These are the 9 Catholic Institutions that just divested from fossil fuels

It’s the largest joint Catholic divestment in history

On Wednesday May 10th, nine Catholic organizations from around the world announced their decision to divest their portfolios from coal, oil and gas companies in the largest joint Catholic fossil fuel divestment in history.

The groups — including religious orders and dioceses from the UK, USA and Italy — made the announcement ahead of international negotiations this month on implementing measures in the Paris Agreement on climate change.

The announcement is significant in the number of different Catholic orders — including Jesuits and Franciscans — uniting behind this issue, which is gaining growing support at all levels of the Catholic Church.

The 9:
The Mission Congregation of the Servants of the Holy Spirit (Global, General Curia)
The Diocese of Pescara (Italy)
Il Dialogo (Italy)
The Italian Jesuits (Italy)
Rete Interdiocesana Nuovi Stili di Vita (Italy)
Siloe Monastic Community (Italy)
MGR Foundation (USA)
The Wheaton Franciscan Sisters, Daughters of the Sacred Hearts of Jesus and Mary (USA)
St Joseph’s Province of the Congregation of the Passion — English Province of the Passionists (UK)

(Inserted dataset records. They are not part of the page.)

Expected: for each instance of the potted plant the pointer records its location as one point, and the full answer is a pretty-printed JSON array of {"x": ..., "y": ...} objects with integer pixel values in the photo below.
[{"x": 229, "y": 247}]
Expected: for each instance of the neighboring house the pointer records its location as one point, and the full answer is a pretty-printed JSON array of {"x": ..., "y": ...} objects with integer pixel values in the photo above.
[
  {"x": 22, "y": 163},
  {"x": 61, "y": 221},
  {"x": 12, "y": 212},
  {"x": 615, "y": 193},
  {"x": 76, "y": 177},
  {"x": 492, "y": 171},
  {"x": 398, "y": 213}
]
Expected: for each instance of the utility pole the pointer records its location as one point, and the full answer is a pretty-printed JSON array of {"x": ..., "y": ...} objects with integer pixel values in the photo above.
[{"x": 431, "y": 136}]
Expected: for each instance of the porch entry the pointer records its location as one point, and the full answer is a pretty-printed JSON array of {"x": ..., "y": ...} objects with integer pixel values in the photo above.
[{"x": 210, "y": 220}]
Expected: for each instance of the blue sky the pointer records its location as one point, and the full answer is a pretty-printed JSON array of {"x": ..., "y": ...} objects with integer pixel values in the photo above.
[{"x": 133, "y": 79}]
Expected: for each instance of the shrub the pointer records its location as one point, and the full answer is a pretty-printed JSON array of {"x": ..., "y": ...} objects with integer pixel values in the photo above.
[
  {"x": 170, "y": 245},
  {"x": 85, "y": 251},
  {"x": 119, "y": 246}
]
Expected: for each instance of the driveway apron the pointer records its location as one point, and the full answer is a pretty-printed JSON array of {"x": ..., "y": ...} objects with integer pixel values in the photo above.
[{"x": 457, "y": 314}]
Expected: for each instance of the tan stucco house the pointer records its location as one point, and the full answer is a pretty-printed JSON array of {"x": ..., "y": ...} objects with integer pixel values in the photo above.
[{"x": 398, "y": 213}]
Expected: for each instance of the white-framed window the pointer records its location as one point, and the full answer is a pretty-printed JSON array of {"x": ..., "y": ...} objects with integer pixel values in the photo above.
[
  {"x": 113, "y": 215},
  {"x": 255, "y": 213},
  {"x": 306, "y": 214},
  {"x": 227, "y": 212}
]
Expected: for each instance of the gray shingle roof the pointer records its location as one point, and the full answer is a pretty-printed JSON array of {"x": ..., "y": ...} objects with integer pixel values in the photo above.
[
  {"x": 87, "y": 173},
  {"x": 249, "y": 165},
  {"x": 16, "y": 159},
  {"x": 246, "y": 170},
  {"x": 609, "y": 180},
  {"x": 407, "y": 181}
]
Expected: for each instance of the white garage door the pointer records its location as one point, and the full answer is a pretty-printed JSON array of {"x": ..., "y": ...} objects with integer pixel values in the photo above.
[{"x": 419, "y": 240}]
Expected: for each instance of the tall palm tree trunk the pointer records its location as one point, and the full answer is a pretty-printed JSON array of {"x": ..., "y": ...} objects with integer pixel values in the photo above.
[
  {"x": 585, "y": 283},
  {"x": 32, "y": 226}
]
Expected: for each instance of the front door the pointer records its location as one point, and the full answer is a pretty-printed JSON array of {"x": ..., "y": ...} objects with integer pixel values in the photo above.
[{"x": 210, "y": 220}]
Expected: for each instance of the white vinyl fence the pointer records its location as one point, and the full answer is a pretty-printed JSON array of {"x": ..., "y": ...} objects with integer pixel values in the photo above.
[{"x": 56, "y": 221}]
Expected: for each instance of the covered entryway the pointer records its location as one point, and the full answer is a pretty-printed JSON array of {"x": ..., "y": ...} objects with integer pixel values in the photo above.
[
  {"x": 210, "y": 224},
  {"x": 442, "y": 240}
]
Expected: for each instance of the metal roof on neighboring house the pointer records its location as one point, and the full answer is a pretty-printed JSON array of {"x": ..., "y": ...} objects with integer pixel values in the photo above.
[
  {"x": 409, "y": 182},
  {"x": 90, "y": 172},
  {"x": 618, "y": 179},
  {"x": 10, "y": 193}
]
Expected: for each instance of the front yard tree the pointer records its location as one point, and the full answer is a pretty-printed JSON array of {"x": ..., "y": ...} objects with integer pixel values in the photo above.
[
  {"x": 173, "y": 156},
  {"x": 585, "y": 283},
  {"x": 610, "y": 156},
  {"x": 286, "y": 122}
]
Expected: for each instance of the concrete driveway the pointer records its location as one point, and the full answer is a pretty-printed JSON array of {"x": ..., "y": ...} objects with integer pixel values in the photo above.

The previous record for number of Catholic institutions divesting jointly was seven and was set in October 2016. A total of 27 Catholic institutions have now divested.

This latest announcement also comes in the middle of the week-long Global Divestment Mobilization organized by climate change NGO 350.org, as part of which thousands worldwide are taking action to push cities, universities, churches, pension funds, museums and other institutions to demonstrate climate leadership by breaking their financial ties to fossil fuel companies.

Quotes

“The Catholic response to climate change is gathering momentum exponentially. From refusing to invest in fossil fuels to installing solar panels on church roofs, more and more Catholics are taking concrete actions to protect creation and the vulnerable in their communities and beyond. This momentum is something that should not go unnoticed by world leaders meeting for the G7 Summit before they return home to turn politics to policy.” — Tomas Insua, Executive Director, Global Catholic Climate Movement.
“We celebrate this announcement and hope that the message it conveys reaches people of all faiths and inspires even more Catholic institutions, including the Vatican itself, to end the harmful influence of the fossil fuel industry’s ambition over our economies and societies, and push for clean and just energy sources for all humanity.” — Yossi Cadan, 350.org Senior Divestment Campaigner
We “are announcing today that we can say with integrity that we have no current investment in fossil fuels, and we will in the next year add it to our Socially Responsible Investment Policy to assure no future investments in fossil fuels. In this way we wish to emphasize the urgency of the climate crisis and deepen our commitment to care for our common home” — Sr. Melanie Paradis,osf, Sr. Lynn Schafer,osf, Sr. Trish Villarreal,osf, Sr. Alana Gorski,osf, Provincial Council of the The Wheaton Franciscan Sisters
“The fossil fuel divestment is a concrete way to put the Laudato Si’ into practice and be witness of its message. In the Encyclical Laudato Si’ Pope Francis affirms: ‘We know that technology based on the use of highly polluting fossil fuels […] especially coal, but also oil and, to a lesser degree, gas — needs to be progressively replaced without delay.’ (Laudato Si’, 165)... We are convinced that this union will lead to more sustainable finance and a more just and livable world. Therefore we have joined and invite all others to”— Giovanni Sarubbi, (Director) Michele Zarrella (Head of the environmental section) of “Il dialogo”
“We consider it is important to be part of an initiative that is in very deep harmony with the value in which we believe and that gives a concrete answer to Pope Francis’s Call in his encyclical Laudato Si’ asking for a real ecological conversion, moving from fossil energies to the renewables ones .”— Adriano Sella, National Coordinator of Rete Interdiocesana Nuovi Stili di Vita.